Diese Gegend ist voller unhingehbarer Wahrheiten, denke ich mir. Das ist gut, aber auch schlecht. Einerseits ist das irrsinnig konservativ. Wobei, wenn hier etwas konserviert wird, kann das ja so schlecht auch nicht sein. Andererseits nimmt auch keiner die Wahrheiten so wahnsinnig ernst. Der Witz stirbt zuletzt und wer zuletzt lacht, der muss ein Schnapserl mehr trinken.

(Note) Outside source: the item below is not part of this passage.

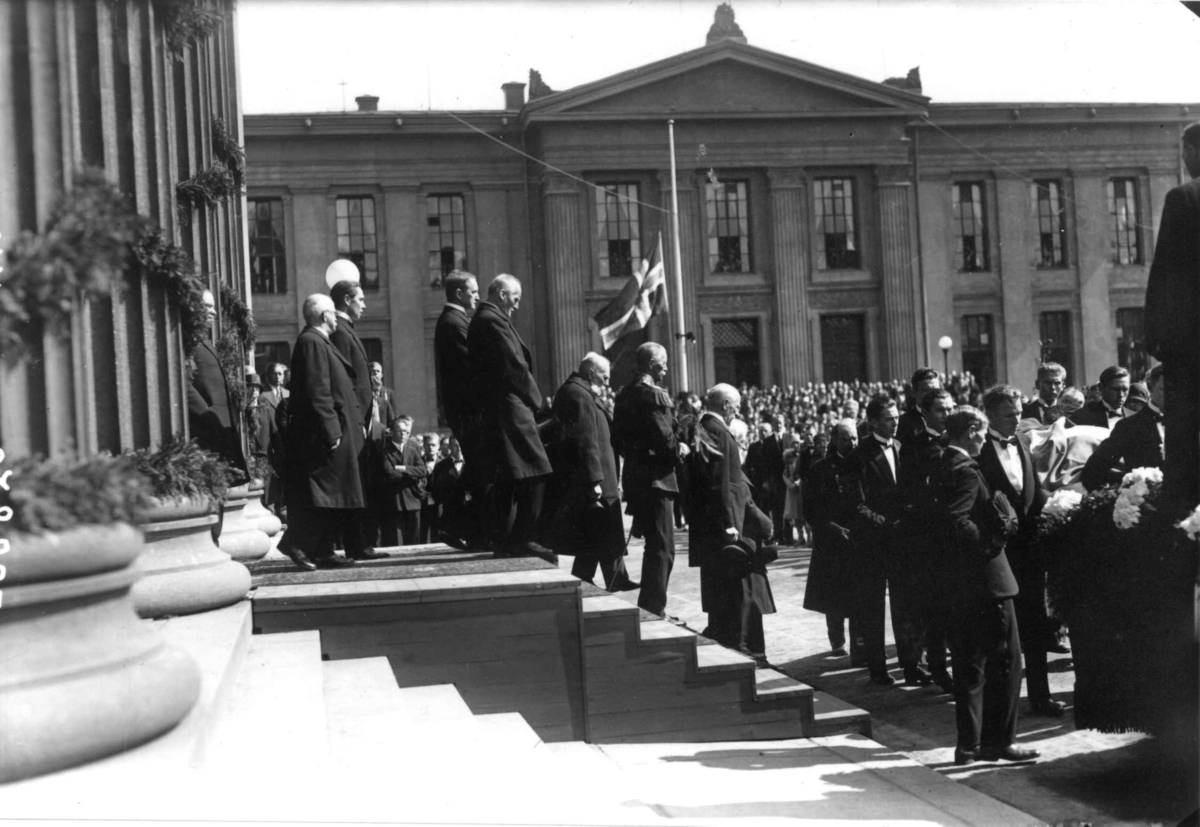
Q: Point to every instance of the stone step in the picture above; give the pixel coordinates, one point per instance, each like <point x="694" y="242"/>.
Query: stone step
<point x="280" y="713"/>
<point x="217" y="641"/>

Dumm ist auch, wenn man sagt, etwas sei gut, aber auch schlecht. Mein Vater erzählt mir öfter, dass ich als kleiner Bub beim Spazierengehen einmal einen Kuhfladen nachdenklich betrachtet habe. Anscheinend habe ich dann gesagt, dass es schon interessant sei, dass überall, wo etwas Schlechtes ist, auch etwas Gutes sei. Mein Vater hat sich über mich gewundert. Ich habe mich über die Fliegen gewundert, die die Kuhscheiße so interessant fanden. Gut, aber auch schlecht. Was denn nun? Ich weiß es bis heute nicht. Und will mich auch nicht entscheiden. Wie sagt man hier? Es hilft eh nix. Oder: wenn's nicht hilft, schadet es auch nix. So wie Topfenwickel oder Essigpatscherl.